Im Ausland noch bewilligt
Das Problem Pflanzenschutz betreffe alle Kulturen. Innerhalb von wenigen Jahren seien 71 Wirkstoffe gestrichen und nur 6 neue zugelassen worden. «Über 600 Hilfsstoffe warten auf eine Zulassung, deren Bewilligungen systematisch gehemmt werden», sagt Haas. Dabei: «Mit der Verbotsstrategie verhindern wir nicht, dass die bei uns verbotenen Wirkstoffe auf unseren Tellern landen.» Denn bei der Kompensation der Lebensmittel aus dem Ausland seien viele solcher Wirkstoffe noch bewilligt, und das mit höheren Grenzwerten. «Es ist daher eine Illusion, zu glauben, mit weitreichenden Verboten würden wir uns gesünder ernähren», sagt Haas.
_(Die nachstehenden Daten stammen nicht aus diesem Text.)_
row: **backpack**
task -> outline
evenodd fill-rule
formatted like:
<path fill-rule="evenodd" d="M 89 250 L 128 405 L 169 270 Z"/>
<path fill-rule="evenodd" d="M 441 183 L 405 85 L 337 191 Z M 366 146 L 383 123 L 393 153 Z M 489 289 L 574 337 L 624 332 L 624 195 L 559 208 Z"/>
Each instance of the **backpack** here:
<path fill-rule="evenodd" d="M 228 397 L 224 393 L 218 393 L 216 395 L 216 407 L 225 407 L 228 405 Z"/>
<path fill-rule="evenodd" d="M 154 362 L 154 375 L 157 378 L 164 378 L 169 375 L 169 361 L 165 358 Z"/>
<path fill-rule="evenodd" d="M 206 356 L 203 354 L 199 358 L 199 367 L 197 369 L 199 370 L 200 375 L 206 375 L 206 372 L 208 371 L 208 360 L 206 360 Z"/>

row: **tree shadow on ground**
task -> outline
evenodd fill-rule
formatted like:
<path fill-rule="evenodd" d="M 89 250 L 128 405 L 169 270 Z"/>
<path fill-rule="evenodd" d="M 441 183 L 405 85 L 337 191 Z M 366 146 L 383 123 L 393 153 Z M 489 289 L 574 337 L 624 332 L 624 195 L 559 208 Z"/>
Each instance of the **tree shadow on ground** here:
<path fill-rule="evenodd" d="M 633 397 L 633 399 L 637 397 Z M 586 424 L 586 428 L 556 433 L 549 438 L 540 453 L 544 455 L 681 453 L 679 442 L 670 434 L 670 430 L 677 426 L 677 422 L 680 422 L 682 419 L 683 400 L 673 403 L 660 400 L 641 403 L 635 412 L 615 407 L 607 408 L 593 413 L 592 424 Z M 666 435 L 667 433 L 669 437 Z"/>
Die importierten Lebensmittel müssten intensiver auf Wirkstoffe kontrolliert werden, verlangt er deshalb. Bei der Produktion von Schweizer Lebensmitteln hätten diese Verbote und die Behinderung der Neuzulassungen dazu geführt, dass der Selbstversorgungsgrad in der pflanzlichen Produktion auf 33 % gesunken sei. «Es nützt nichts, Milliarden in die Armee und erneuerbare Energien zu investieren, dabei aber die Landwirtschaft darben zu lassen», ist Haas überzeugt. Es müsse zwingend in eine produzierende Landwirtschaft investiert werden, um die künftigen Herausforderungen zu meistern.